- Por isso mesmo é que eu os obriguei à humilhação de virem aqui; por isso mesmo é que tu hás de lá ser recebida com muitos afagos; por isso mesmo é que eu amontoei ouro para carregar de dinheiro os miseráveis, até eles porem o nariz nas pontas das minhas botas, percebes?
- Percebo, sim... mas a sociedade depois há de rir tanto deles como de nós.
- De nós?! Pareces-me parva! Quem é que se ri de mim? Quem é?
- De ti, ninguém, que és homem, e és temido e respeitado, mas de mim...
- Quem se ri de ti, Clementina? Pois eu consinto que sejas escarnecida? Fazes de mim tão vil conceito?
- Não te aflijas, Leonardo... diz-me o que passaste depois com Bernardo.

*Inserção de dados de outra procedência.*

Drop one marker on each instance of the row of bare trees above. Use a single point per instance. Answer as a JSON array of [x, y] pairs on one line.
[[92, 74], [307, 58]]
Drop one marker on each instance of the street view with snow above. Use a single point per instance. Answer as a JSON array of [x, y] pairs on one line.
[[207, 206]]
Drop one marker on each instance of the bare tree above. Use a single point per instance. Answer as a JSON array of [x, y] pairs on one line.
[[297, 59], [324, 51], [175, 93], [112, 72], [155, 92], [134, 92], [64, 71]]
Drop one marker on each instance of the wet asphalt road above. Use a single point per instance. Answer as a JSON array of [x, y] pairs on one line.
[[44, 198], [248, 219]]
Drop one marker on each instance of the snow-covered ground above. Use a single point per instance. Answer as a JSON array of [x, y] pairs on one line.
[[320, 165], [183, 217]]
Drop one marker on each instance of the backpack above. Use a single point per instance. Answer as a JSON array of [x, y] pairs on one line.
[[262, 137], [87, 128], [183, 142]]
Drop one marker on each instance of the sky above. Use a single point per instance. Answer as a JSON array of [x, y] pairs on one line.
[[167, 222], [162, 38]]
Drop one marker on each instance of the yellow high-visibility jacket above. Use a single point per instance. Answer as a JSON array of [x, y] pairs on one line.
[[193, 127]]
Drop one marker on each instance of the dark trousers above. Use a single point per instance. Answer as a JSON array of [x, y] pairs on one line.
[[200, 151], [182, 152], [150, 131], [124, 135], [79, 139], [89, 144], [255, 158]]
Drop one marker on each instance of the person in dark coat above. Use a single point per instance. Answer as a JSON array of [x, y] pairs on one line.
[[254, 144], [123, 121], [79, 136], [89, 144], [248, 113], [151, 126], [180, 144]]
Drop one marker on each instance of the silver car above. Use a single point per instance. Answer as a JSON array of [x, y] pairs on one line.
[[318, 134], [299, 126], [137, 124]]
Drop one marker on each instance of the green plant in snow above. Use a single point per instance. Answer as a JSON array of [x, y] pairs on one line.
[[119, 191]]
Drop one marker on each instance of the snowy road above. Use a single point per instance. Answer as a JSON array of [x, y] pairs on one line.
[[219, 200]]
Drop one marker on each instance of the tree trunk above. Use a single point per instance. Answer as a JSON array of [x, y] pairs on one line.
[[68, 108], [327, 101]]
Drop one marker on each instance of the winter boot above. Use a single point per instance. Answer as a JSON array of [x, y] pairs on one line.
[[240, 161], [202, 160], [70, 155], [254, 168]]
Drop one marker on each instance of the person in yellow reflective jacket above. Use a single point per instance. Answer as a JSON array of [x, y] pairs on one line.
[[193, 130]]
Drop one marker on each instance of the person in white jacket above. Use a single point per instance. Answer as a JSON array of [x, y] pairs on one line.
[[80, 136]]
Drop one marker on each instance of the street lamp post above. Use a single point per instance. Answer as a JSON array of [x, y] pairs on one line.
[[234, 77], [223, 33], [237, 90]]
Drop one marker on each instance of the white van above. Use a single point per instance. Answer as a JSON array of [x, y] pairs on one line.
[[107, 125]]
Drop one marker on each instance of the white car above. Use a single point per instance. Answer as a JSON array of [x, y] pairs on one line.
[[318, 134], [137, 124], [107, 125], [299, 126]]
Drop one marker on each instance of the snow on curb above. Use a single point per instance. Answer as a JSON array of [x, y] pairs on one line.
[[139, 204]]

- O que passei?... Mandei-o despejar, sob pena de o levar a pontapés fora do adro... E ele foi-se rebolindo, quando não... fazia-o engolir os dentes. Pedaço de mariola!... O filho do Silvestre da Fonte vir falar-me da honradez do bruto do pai e da virtude da maltrapilha da mãe!... Vamos agora à questão mais importante. Falaste a Ricardina?
- Falei.
- De que bordo está?
- Pronta para entrar no convento.
- Boa palavra. Amanhã cedo faço jornada. Poderei demorar-me três dias. O convento há de ser longe e seguro. Enquanto vou e venho, arranja-lhe o enxoval. O que não puder ser, lá se arranjará.
Ao alvejar da manhã seguinte, o abade de Espinho, afastado com Norberto Calvo no afogado de uma carvalheira, terminava desta arte as suas ordens:
- De dia não lhe atires; vigia-lhe somente os passos, e não me largues de olho a Sra. D. Ricardina. Ora agora de noite, aponta-lhe ao peito, e deixa o resto pela minha conta. Percebes?
- Sim, senhor. Vá vossa senhoria descansado, que se eu o lobrigar de noite, fica onde estiver.